Но я не могу, неловко. Не моё это — в безоружных стрелять. Вот если бы он на меня напал…
Хайрулла и не подумал нападать — пополз на четвереньках и встал, только отдалившись метров на десять. Судя потому, как лыбятся в бороды двое погонщиков, большой симпатией он в общине не пользуется. Теперь у него ко мне, кроме амбиций, ещё и личное. Может, всё-таки… Нет, не могу.
— Зря ты его не убил, — сказала Анахита, когда шестиословый караван удалился по тропе. — Он злопамятный.
— Я тоже пока склерозом не страдаю, — буркнул я, глядя им вслед.
С такого расстояния попаду, вдаль неплохо вижу. Но воспитательный эффект уже будет не тот, так что чёрт с ним. Думаю, ещё даст повод.
– По местным обычаям правильно чем-то отдариться, — озабоченно сказала Анахита, разбирая «дары ослов». — Хотя мы тут за владетелей, а всё равно, традиция. Не поймут.
— Поищи на досуге по кладовкам, может, посуду какую лишнюю отдадим или полотенца. Намотают на голову, будет махровый тюрбан в цвяточек.
— На тюрбан метров пять ткани надо, — засомневалась женщина, — не бывает такого полотенца.
— Ну, намотают на ноги, будут портянки.
— Тут не носят сапог, а в сандалии какие портянки?
— Тогда сама придумай. Тебе виднее, на что тут спрос у населения.
— Дедушка Док, — прибежала Нагма. — Мама говорит, вы меня учить будете! Правда?
— А ты хочешь?
— Больше всего на свете!
Вот как надо мотивировать детей к учёбе: запереть в кыштаке, где всех развлечений — козу доить. Такая, прям, страсть к образованию проснётся! Ломоносов, вон, аж пешком за рыбным обозом ломанулся, так его припёрло. И эта готова хоть куда бежать вприпрыжку.

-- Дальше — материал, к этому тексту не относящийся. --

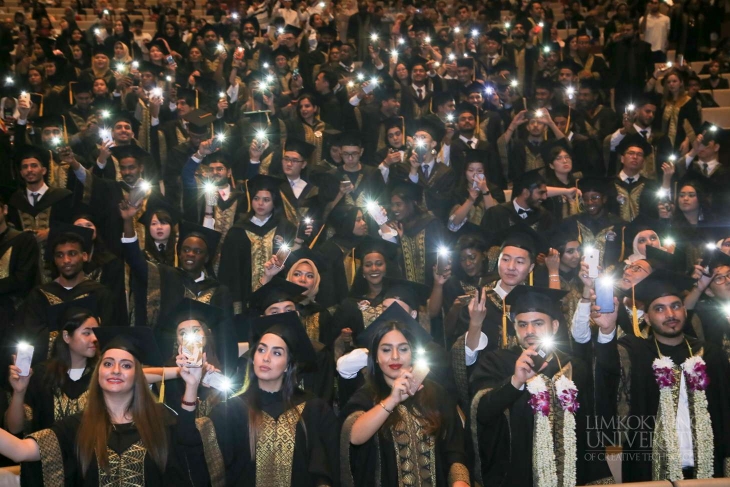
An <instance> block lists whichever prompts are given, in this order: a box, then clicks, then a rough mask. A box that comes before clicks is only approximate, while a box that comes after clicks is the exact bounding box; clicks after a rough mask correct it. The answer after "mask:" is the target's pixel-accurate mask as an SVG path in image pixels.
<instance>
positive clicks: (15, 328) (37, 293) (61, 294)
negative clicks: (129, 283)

Стены у цитадели из тёмного камня, более-менее ровные — вот тебе и школьная доска вокруг, хоть обпишись на ней. Белого мягкого известняка в осыпях тоже хватает, Нагма тут же притащила с десяток небольших ухватистых камушков. И что я ей преподавать буду? «Мама мыла раму»? Ох, вряд ли она её мыла. Не видел я в кыштаке стеклёных окон.
— Ладно, козявица, буквы знаешь?
— Знаю. Но давно не видела.
— Тогда я пишу, а ты читаешь.
«В одном горном селении жила-была девочка», — старательно вывожу ровные полупечатные буквы. — «У неё была мама и три козы».